The management structure of ITT is that of a federated empire. Division chiefs are free to run their operations, so long as they can convince Geneen that they are hitting his targets of a 15% compounded growth in profits every year, or have excellent reasons why they cannot do so. In order to check, Geneen summons more than 100 lieutenants to two monthly meetings, one in Manhattan and one in Brussels. The meetings, which are exhaustive reviews of all the figures and problems of each division, often last four days and nights.

Running them, Geneen lets junior executives put searching questions to their bosses, and he can be argued out of a position by a rare manager who possesses more facts than he does. But Geneen is also impatient, demanding quick figure-filled answers to his questions, and occasionally brutal, verbally flaying or simply ignoring executives who pose questions that he considers irrelevant. Working for Geneen is a tension-filled experience; ITT managers tend to be garrulous, because of the necessity of constantly justifying themselves. They find his constant demands challenging, if unnerving. They also are paid top dollar; five ITT executives drew more than $200,000 each in 1970. Geneen once publicly chastised an executive almost to the point of making him weep, then gave him a $10,000 raise. Moreover, executives who do well under Geneen are eagerly sought by headhunters. ITT graduates include Charles T. Ireland, president of CBS, and Robert Kenmore, chairman of the big Kenton Corp.

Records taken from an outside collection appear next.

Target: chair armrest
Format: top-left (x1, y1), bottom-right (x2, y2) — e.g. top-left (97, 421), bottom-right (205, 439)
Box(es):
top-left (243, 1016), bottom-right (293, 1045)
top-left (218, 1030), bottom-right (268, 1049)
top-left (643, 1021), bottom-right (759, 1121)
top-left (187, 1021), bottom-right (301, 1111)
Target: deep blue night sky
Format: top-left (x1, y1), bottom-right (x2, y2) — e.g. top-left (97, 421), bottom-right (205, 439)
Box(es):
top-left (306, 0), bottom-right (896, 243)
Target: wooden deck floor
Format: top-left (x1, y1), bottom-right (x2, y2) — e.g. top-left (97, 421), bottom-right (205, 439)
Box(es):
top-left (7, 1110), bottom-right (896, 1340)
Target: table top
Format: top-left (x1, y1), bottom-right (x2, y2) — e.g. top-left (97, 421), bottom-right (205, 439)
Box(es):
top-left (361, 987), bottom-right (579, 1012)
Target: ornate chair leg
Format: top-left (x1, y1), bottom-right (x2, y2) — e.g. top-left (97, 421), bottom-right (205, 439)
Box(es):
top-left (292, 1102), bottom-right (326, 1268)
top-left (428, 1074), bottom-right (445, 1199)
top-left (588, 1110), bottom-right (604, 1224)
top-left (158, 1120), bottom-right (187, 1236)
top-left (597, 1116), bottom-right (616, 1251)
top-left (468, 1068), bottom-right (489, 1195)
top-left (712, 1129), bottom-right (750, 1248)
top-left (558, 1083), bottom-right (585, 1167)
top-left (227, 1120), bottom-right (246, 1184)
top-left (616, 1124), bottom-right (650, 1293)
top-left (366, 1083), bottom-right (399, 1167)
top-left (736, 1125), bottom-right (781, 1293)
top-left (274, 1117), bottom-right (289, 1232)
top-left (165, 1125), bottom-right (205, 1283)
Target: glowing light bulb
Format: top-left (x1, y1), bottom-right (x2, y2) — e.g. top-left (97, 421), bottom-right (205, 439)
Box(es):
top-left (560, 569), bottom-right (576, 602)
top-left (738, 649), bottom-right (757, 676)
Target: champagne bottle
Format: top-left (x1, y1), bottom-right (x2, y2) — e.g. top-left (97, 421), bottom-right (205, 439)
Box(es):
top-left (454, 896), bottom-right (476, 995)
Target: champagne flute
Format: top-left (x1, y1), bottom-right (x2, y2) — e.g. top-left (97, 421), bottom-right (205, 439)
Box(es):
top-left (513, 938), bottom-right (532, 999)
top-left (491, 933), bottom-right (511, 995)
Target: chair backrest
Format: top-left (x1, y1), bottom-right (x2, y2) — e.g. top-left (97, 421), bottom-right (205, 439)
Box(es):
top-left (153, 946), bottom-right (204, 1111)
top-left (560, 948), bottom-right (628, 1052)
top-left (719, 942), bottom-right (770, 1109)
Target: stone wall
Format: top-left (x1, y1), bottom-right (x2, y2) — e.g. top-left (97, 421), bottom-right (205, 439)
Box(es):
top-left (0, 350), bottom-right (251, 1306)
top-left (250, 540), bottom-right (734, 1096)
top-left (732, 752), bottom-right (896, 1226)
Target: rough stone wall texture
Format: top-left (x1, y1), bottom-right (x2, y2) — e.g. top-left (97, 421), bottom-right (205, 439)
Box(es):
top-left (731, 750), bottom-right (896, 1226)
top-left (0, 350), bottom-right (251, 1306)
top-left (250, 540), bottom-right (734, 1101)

ITT executives form a tight club. Admittance comes only after eight hours of psychological testing, applied to everyone down to the lowliest employees. Once in, ITT executives speak to and socialize almost exclusively with other ITT people. The club has a mania for security; paper-shredding machines like the one that chewed up ITT's Washington files whine continually in most ITT offices. Returning from Washington on a company plane last week, Geneen cracked: "Now I guess we'll have to acquire a company that makes paper-shredding machines."

ITT has much experience in dealing with politicians, mostly foreign. Some of its best customers for telephone and telegraph gear are European and Latin American governments. Dealings with these government officials are often on a straight quid pro quo basis. For example, in bidding for a government contract abroad, the company might offer to build a plant in an underdeveloped part of the host country. Close ITT watchers do not find it the least unusual that the company--or, for that matter, many a large, powerful firm--when threatened with antitrust prosecution, would approach Administration leaders directly and do everything possible to weigh the scales in its favor. Geneen, cloistered in the company, might well be unaware of how damning some of these moves could appear to the U.S. public.

Hedged Bets. ITT's recent sorry relations with the U.S. Government raise some questions about its future growth. True, the trustbusters could have given the company a tougher deal; for example, they could have forced it to sell off Hartford Fire instead of the lesser Avis, Levitt and several other companies. ITT stands to collect about $600 million from those sales, and Geneen figures that he can reinvest the money--mostly in Europe--in ways that will raise profits by 10% to 12% a year. But the trustbusters have forbidden ITT from making any major acquisitions in the U.S. for at least ten years, and that will crimp its imperial aims at home. Beyond that, the political cloud cast over ITT is bound to affect its relations with customers, including the Government, in ways as yet unimagined.

Geneen's long-range goal is to leave ITT financially invulnerable, and to build a management group that can carry on without missing him. At 62, he has three years to do that before reaching mandatory retirement. Given his close identification with the company, any bets on ITT's future after he departs might have to be warily hedged.